What is IR35
IR35 was first propsed in 1999 and was introduced into UK legislation in 2000. The primary aim has been to prevent the avoidance of tax and national insurance by trading through an intermediary (commonly a limited company) rather than being an employee.
Prior to IR35, individuals could form a limited company and invoice their “client”/”employer” and then have their own limited company pay them a minimum salary and take the remainder as dividends. This avoided national insurance and tax through PAYE on the dividend element.
Who is Affected by IR35
Although, traditionally IR35 affected IT contractors and engineers, the legislation is not actually limited to a particular trade, occupation or business sector.
If you personally perform services for your customer, through an intermediary, but you could be deemed an employee of your customer if it were not for the existence of the intermediary, you could fall within IR35.
Are you Inside or Outside IR35
HMRC publishes an introduction and a list of guiding questions to help you to decide whether you fall inside or outside IR35.
You will need to examine whether IR35 applies on a “contract by contract” basis. It is possible to have some contracts within IR35 and some outside IR35
The circumstances of your “intermediary” is also a factor. For example, if the intermediary is a limited company – who owns the shares and in what proportion?
The wording of your contract and your working practises are also factors. Although, it is worth knowing that there is no such thing as an “IR35-proof” contract. In the event of an enquiry, HMRC would examine the reality of your situation, not just your written contract.

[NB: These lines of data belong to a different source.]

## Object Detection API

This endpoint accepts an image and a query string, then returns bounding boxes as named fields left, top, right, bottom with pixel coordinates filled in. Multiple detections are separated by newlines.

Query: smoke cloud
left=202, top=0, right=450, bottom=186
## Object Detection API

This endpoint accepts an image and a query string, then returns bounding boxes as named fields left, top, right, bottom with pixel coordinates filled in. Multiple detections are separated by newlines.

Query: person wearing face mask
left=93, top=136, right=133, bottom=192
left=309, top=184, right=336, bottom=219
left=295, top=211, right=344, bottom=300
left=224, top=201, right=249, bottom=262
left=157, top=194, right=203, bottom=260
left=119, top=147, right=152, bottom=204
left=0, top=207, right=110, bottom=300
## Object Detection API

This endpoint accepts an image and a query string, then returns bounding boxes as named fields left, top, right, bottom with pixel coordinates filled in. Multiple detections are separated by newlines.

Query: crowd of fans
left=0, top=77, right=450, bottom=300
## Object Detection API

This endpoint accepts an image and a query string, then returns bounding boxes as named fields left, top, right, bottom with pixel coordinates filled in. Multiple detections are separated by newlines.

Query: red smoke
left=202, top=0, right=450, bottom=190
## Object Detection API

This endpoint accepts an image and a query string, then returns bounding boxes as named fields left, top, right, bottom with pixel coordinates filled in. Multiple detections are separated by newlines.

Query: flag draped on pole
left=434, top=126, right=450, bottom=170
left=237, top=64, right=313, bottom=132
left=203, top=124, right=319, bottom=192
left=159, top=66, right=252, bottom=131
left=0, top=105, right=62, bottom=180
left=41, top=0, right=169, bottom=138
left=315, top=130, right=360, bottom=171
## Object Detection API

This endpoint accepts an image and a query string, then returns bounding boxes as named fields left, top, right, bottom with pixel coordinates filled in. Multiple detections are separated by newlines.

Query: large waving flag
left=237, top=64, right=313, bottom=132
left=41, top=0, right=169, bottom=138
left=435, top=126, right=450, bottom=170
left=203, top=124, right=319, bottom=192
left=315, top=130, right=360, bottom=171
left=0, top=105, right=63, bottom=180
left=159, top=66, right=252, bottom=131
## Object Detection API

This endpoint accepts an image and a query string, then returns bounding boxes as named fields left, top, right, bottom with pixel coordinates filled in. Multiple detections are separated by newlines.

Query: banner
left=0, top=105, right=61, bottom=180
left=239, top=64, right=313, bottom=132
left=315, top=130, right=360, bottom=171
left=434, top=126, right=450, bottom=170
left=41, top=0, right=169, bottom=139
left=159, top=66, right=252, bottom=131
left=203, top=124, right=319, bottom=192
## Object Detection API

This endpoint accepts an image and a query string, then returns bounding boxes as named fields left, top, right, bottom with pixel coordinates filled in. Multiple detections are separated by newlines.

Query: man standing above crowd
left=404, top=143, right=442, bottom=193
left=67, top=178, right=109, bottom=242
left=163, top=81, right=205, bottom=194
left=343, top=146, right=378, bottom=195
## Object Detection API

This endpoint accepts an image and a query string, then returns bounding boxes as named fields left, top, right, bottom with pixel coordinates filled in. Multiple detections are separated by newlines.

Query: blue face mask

If you are a “borderline” case, it may be worthwhile consulting an employment law specialist to examine your contract, working practises
(“Inside IR35″ – IR35 legislation applies to your circumstances
“Outside IR35″ – IR35 legislation does not apply to your circumstances)
the Consequences of Being Inside IR35
The financial consequences of being inside IR35 are mainly (there are other consequences) you lose the tax-avoidance facility of dividends.
Essentially, if you are within IR35, you must calculate a “deemed payment” and pay NICs and PAYE (tax) on that deemed payment.
The tax-deductible amounts that you can claim in travel and expenses will also be affected.